Perhaps you are looking for something like:
#!/usr/bin/env python def match_prefix(pfx,seq): '''return subset of seq that starts with pfx''' results = list() for i in seq: if i.startswith(pfx): results.append(i) return results def extract_prefixes(lngth,seq): '''return all prefixes in seq of the length specified''' results = dict() lngth += 1 for i in seq: if i[0:lngth] not in results: results[i[0:lngth]] = True return sorted(results.keys()) def gen_prefix_indexed_list(depth,seq): '''return a dictionary of all words matching each prefix up to depth keyed on these prefixes''' results = dict() for each in range(depth): for prefix in extract_prefixes(each, seq): results[prefix] = match_prefix(prefix, seq) return results if __name__ == '__main__': words='''Apple Ape Arc Abraid Bridge Braide Bray Boolean'''.split() test = gen_prefix_indexed_list(2, words) for each in sorted(test.keys()): print "%s:\t\t" % each, print ' '.join(test[each])

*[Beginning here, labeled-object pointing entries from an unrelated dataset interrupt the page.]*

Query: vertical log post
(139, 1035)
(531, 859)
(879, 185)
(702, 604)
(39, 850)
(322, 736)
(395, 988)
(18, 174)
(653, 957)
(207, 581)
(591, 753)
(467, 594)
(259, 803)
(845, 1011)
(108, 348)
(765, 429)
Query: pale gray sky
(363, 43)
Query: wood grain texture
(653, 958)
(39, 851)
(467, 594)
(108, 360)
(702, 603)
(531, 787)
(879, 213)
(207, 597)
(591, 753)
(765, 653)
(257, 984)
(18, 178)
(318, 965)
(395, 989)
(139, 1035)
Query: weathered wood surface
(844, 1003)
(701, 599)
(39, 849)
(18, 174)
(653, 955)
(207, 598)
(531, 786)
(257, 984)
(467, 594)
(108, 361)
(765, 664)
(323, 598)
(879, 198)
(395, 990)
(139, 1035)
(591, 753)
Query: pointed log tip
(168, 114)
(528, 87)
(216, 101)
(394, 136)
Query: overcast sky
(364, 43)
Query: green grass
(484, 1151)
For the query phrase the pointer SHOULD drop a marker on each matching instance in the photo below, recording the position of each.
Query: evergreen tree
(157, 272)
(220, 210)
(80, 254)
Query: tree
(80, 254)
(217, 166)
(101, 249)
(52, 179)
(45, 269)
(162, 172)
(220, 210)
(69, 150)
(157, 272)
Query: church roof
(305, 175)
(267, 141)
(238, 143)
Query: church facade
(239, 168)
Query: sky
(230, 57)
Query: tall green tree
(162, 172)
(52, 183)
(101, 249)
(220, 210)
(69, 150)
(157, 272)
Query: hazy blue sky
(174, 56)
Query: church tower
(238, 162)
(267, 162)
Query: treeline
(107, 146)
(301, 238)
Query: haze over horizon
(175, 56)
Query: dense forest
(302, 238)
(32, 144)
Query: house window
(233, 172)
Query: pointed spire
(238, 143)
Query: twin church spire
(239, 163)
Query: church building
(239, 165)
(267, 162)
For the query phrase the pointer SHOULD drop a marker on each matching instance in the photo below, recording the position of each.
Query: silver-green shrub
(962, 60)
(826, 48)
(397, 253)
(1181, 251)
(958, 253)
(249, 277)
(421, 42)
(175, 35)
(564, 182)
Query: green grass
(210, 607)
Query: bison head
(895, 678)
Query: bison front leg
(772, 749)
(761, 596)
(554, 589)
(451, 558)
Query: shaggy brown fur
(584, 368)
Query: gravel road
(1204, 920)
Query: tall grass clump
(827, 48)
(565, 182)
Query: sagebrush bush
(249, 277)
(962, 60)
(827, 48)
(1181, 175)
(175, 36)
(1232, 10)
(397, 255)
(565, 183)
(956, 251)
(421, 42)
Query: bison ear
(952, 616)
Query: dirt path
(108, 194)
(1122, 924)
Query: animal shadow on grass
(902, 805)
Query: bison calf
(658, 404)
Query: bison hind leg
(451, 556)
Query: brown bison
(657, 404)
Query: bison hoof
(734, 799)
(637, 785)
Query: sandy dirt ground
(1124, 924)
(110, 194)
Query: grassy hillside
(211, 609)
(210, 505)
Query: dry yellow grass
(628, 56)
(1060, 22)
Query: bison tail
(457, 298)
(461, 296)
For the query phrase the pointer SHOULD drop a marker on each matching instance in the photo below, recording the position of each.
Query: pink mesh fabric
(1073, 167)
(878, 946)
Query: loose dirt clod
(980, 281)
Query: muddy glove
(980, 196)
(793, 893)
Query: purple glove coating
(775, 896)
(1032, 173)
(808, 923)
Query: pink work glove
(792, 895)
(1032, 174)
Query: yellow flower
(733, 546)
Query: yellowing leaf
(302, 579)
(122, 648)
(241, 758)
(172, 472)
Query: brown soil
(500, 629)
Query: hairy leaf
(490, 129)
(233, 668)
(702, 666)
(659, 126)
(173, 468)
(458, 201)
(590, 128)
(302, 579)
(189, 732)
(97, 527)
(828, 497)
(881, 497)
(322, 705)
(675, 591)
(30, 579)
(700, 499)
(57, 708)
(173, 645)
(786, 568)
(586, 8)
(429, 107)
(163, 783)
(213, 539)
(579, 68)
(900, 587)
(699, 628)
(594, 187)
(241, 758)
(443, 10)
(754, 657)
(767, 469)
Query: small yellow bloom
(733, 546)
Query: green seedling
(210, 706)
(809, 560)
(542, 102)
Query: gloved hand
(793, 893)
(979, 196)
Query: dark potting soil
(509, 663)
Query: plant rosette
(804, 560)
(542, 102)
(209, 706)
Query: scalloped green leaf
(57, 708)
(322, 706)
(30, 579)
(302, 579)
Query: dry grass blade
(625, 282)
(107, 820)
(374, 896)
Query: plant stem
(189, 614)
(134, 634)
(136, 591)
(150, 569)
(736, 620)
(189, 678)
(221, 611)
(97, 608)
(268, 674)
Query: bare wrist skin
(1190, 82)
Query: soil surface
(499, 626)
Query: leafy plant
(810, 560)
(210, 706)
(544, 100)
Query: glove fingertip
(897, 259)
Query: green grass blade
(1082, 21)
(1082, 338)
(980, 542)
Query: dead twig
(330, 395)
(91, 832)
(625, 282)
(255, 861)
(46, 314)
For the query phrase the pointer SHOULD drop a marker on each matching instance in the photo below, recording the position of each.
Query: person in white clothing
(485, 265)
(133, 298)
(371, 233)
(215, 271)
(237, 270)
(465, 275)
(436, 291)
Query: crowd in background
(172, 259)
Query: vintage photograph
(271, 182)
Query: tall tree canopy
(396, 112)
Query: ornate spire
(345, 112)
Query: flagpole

That is, you want to generate all the prefixes that are present in the list of words between one and some number that you specify (2 in this example). Then you want to create an index of all the words corresponding to each of these prefixes.
I am sure there are more elegant ways to do this. For a quick and easy-to-explain approach, I just built this from a simple upstream functional decomposition of an apparent specification. Of the final values of the result are lists, each of which corresponds to a given prefix, then we start with a function to filter out such matches from our inputs. If the keys of the final result are all the prefixes between 1 and some N that appear on our input, then we have a function to extract them. Then our specification. this is a very simple nested loop around this.
Of course, this socket loop can be a problem. Such things are usually equated with an efficiency of O (n ^ 2). As shown, this will iterate over the original list C * N * N times (C is a constant number representing prefixes of length 1, 2, etc., and N is the length of the list).
If this decomposition provides the desired semantics, we can look at increasing efficiency. An obvious approach would be lazy to generate dictionary keys, since we repeat once over the list ... for each word, for each prefix length, generate a key ... attach this word to the list / value stored on this key. and move on to the next word.
There is still a nested loop ... but this is a short loop for each key / prefix length. This alternative design has the advantage of allowing us to iterate over word lists from any iterative, not just a list in memory. Thus, we could iterate over the lines of the file, the results obtained from the database query, etc. --- Without imposing memory overhead on saving the entire source list of words in memory.
Of course, we still keep the dictionary in mind. However, we can also change this, separate the logic from input and storage. When we add each input to different prefix / key values, we don’t care whether they are lists in a dictionary or strings in a set of files, or values that are retrieved from (and discarded back to) DBM or other key / value storage (for example, some type CouchDB or another "clustered / noSQL database".
The implementation of this is left as an exercise for the reader.